It is also important that there be at least one Settings.txt file in the directory that will be used to detect and store the camera serial number and the ROI used for calibration (which is critical for later alignment with experimental data). An example of a typical calibration folder structure is shown below.
/calibration_folder/
├── bright00p1_Iter_CamA_ch0_stack0000_488nm.tif
├── bright00p1_Iter_CamA_ch1_stack0000_642nm.tif
├── bright00p1_Iter_Settings.txt
├── bright00p2_Iter_CamA_ch0_stack0000_488nm.tif
├── bright00p2_Iter_CamA_ch1_stack0000_642nm.tif
├── bright00p2_Iter_Settings.txt
├── bright00p4_Iter_CamA_ch0_stack0000_488nm.tif
├── bright00p4_Iter_CamA_ch1_stack0000_642nm.tif
├── bright00p4_Iter_Settings.txt
.
.
.
├── bright80p0_Iter_CamA_ch0_stack0000_488nm.tif
├── bright80p0_Iter_CamA_ch1_stack0000_642nm.tif
├── bright80p0_Iter_Settings.txt
├── bright90p0_Iter_CamA_ch0_stack0000_488nm.tif
├── bright90p0_Iter_CamA_ch1_stack0000_642nm.tif
├── bright90p0_Iter_Settings.txt
.
.
.
├── dark_Iter_CamA_ch0_stack0000_488nm.tif
├── dark_Iter_CamA_ch0_stack0001_488nm.tif
├── dark_Iter_CamA_ch0_stack0002_488nm.tif
.
.
.
Note
Don’t confuse the ~20,000 “dark images” used for estimating camera offset with the “dark images” (ch1) that immediately follow the “bright images” (ch0) in each image-pair with gradually increasing laser intensity. In the example below, everything that has ch1_stack0000_642nm.tif
in the name is a dark image used for estimating carryover charge (the 642nm laser wasn’t on), whereas everything that has the word dark
in the filename will be averaged together to measure camera offset. The only thing LLSpy cares about is the word “dark” in the filename. It will use those for offset measurement, and everything else is assumed to be a bright/dark (ch0/ch1) matched image-pair.
Note
A small example dataset for calibration can be downloaded here. For actual characterization, you should use more images than the number provided in the sample data.

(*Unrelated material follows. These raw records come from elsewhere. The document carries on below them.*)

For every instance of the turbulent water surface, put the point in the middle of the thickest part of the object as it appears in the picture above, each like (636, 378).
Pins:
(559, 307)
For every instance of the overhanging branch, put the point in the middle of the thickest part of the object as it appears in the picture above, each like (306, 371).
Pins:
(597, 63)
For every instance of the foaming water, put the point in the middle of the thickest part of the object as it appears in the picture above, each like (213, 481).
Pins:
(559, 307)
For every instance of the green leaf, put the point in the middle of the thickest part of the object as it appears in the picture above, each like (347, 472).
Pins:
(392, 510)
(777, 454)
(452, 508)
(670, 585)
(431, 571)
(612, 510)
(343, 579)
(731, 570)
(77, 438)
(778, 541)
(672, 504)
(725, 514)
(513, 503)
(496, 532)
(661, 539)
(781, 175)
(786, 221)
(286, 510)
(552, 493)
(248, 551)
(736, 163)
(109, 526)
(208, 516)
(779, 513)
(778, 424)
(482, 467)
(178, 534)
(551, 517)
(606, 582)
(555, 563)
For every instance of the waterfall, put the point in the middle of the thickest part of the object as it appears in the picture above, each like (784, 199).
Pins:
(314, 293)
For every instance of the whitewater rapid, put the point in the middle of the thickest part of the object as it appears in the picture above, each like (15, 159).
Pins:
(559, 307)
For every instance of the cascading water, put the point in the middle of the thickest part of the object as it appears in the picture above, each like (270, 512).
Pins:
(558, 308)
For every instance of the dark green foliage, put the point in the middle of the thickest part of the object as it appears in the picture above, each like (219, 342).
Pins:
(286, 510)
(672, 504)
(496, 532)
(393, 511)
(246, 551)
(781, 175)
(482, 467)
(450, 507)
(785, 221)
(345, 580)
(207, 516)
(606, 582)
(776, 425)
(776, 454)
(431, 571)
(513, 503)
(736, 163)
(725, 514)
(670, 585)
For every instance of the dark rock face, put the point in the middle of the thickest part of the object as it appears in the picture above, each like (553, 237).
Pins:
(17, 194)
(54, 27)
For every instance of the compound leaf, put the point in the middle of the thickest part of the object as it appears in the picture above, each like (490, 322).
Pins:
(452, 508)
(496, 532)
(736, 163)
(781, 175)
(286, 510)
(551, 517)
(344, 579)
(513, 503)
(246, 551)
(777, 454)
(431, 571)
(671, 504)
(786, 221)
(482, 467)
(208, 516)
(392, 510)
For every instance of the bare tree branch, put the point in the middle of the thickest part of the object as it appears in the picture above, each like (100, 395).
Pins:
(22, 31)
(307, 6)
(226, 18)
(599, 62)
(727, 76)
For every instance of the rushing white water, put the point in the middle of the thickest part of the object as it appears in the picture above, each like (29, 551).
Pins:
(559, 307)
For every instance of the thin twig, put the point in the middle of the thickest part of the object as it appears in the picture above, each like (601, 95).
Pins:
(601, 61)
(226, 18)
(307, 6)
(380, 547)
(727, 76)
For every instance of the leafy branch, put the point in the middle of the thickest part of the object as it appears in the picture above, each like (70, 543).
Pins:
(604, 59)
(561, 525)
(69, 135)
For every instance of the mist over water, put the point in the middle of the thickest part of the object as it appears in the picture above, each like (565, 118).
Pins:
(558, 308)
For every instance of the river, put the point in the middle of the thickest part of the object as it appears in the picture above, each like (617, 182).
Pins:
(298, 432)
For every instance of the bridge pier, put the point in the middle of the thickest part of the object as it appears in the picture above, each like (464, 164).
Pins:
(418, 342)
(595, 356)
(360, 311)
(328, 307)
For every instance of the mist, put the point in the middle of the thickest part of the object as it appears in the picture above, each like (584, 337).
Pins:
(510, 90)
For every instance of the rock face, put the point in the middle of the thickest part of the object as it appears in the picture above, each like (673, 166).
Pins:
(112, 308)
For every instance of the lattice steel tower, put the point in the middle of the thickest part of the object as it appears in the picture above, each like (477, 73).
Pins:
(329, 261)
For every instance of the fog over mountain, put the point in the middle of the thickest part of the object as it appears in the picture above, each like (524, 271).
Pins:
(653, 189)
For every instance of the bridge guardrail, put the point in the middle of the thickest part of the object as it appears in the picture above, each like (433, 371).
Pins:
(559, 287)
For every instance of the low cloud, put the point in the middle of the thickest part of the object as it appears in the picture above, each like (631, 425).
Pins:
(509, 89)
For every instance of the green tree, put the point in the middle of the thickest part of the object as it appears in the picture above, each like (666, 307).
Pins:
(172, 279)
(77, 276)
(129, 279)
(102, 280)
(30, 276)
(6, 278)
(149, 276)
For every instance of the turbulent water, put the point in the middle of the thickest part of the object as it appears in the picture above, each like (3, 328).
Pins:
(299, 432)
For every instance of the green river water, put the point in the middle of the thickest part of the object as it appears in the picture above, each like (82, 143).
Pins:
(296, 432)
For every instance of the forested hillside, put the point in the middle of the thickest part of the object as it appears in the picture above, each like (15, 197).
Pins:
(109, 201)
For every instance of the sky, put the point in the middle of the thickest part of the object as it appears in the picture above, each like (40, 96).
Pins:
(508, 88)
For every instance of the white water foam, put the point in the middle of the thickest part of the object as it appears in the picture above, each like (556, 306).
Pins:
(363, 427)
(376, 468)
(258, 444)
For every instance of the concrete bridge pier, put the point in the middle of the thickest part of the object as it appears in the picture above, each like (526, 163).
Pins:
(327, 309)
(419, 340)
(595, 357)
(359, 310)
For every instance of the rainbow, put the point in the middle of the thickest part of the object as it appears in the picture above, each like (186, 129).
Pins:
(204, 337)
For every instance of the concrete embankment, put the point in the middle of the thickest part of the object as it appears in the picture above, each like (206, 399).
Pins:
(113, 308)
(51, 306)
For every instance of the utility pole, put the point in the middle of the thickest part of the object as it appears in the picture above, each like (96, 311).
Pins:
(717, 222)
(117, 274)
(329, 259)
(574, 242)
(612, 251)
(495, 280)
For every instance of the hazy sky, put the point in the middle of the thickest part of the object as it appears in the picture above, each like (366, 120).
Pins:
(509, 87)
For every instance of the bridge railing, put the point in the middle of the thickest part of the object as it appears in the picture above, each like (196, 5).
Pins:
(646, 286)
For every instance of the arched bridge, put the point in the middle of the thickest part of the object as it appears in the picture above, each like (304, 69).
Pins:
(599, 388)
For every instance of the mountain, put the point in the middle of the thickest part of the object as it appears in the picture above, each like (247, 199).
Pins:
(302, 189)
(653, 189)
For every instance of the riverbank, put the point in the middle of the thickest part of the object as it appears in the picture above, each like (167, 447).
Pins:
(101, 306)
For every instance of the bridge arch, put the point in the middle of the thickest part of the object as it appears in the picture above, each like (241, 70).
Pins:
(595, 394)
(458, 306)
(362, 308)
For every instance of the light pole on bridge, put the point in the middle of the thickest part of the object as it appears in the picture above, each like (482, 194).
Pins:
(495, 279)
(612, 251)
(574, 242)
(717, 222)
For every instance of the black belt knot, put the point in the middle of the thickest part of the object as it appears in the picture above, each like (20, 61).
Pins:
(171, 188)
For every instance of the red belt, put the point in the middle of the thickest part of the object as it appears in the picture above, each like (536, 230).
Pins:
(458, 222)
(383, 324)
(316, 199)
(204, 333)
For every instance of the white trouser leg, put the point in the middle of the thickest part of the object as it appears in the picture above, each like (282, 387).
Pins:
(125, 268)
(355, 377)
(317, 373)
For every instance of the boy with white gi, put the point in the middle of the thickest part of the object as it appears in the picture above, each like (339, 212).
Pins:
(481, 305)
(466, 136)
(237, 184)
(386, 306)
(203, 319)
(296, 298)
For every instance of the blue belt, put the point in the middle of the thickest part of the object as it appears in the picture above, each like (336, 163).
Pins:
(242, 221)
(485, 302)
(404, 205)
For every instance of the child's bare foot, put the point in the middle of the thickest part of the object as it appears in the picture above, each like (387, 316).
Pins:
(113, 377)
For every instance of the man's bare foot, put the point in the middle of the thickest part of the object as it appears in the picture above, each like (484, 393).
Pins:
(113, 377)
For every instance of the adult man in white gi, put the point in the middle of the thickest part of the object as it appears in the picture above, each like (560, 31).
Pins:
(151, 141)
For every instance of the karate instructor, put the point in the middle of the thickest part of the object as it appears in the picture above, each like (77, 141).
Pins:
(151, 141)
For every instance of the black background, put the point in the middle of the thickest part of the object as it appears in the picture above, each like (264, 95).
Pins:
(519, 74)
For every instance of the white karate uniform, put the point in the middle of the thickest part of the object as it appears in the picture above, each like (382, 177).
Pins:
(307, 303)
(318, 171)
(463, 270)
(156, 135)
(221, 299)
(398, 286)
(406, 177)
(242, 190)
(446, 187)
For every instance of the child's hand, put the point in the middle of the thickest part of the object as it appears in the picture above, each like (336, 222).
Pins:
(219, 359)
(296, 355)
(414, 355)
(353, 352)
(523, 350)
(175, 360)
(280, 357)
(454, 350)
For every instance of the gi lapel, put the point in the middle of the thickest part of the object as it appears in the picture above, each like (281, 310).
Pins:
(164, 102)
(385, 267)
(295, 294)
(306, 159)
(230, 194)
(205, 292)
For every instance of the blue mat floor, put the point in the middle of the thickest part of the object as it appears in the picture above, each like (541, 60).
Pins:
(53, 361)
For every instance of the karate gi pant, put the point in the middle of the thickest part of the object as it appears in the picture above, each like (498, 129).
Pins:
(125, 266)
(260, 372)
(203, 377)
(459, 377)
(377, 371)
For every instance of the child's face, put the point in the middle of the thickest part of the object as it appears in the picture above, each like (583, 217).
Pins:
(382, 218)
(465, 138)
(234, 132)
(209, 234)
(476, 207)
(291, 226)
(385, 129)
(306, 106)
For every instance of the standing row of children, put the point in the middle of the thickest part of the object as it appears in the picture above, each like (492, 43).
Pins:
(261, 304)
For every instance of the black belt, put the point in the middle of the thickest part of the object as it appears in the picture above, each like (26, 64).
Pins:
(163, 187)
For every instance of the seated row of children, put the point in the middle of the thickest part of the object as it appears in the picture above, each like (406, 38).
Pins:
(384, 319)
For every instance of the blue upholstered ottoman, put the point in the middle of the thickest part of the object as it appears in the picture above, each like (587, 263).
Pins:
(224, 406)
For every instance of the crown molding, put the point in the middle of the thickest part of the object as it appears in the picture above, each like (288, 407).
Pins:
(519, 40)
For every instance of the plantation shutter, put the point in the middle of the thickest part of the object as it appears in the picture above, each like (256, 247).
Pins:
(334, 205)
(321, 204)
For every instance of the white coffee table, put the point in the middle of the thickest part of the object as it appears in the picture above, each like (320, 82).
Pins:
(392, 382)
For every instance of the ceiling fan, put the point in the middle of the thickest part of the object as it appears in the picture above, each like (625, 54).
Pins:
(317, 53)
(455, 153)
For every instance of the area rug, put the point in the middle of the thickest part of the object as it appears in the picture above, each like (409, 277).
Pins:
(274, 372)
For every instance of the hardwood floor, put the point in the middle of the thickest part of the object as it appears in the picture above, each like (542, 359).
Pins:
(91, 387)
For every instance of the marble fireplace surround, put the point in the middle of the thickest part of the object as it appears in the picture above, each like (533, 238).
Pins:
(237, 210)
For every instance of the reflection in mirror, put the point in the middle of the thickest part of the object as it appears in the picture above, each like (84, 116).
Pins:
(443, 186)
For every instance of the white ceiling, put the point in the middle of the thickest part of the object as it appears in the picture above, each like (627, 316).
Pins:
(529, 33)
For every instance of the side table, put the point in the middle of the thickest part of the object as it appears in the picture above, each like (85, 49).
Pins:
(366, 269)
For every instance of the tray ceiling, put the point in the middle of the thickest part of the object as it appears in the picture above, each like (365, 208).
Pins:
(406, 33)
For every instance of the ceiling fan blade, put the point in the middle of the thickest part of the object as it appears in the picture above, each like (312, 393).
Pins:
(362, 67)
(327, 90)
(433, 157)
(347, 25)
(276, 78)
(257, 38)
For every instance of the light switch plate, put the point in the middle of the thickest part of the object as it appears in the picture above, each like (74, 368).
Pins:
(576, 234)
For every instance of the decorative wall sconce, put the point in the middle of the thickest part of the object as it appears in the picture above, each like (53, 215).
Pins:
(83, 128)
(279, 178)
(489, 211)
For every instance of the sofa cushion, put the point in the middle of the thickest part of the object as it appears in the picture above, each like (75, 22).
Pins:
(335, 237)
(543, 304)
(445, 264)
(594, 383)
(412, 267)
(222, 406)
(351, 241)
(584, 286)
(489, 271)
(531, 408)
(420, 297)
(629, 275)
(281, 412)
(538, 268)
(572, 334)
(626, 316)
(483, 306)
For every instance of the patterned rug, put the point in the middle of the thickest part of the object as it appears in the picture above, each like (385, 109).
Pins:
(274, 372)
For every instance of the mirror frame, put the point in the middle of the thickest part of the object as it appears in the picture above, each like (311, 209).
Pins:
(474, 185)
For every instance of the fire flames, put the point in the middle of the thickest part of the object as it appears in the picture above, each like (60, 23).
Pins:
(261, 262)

Once you have gathered the data, you can generate the camera correction file using either the command line tool:
$ lls camera -c /path/to/calibration_folder/
or the “Camera Calibration” window in the LLSpy GUI, which can be found in the Tools menu.
In the GUI window, click the Select Folder
button next to the Image Folder
field and navigate to the folder containing your calibration data. Note, you may optionally provide pre-calculated dark average (AVG) and standard deviation (STD) projection images. But if you simply include the raw dark images in the calibration folder and put the word “dark” in their filenames (as shown above in the example folder structure), those files will be used to calculated the AVG and STD projection images for you. This is recommended (and it is required when using the command line interface, where you cannot provide the AVG and STD projections seperately). Click the Run
button and the program will calculate correction file. This may take quite a while (many hours even) depending on your system, but the progress bar will provide a time estimate after a short delay. Currently, the only way to stop the process is just to quit LLSpy (simply closing the window will not stop the process). Once done, the program will output the correction file into the same folder used for calibartion. Find this file (it will be labeled something like FlashParam_sn{}_roi{}_date{}.tif
) and store it somewhere you will remember.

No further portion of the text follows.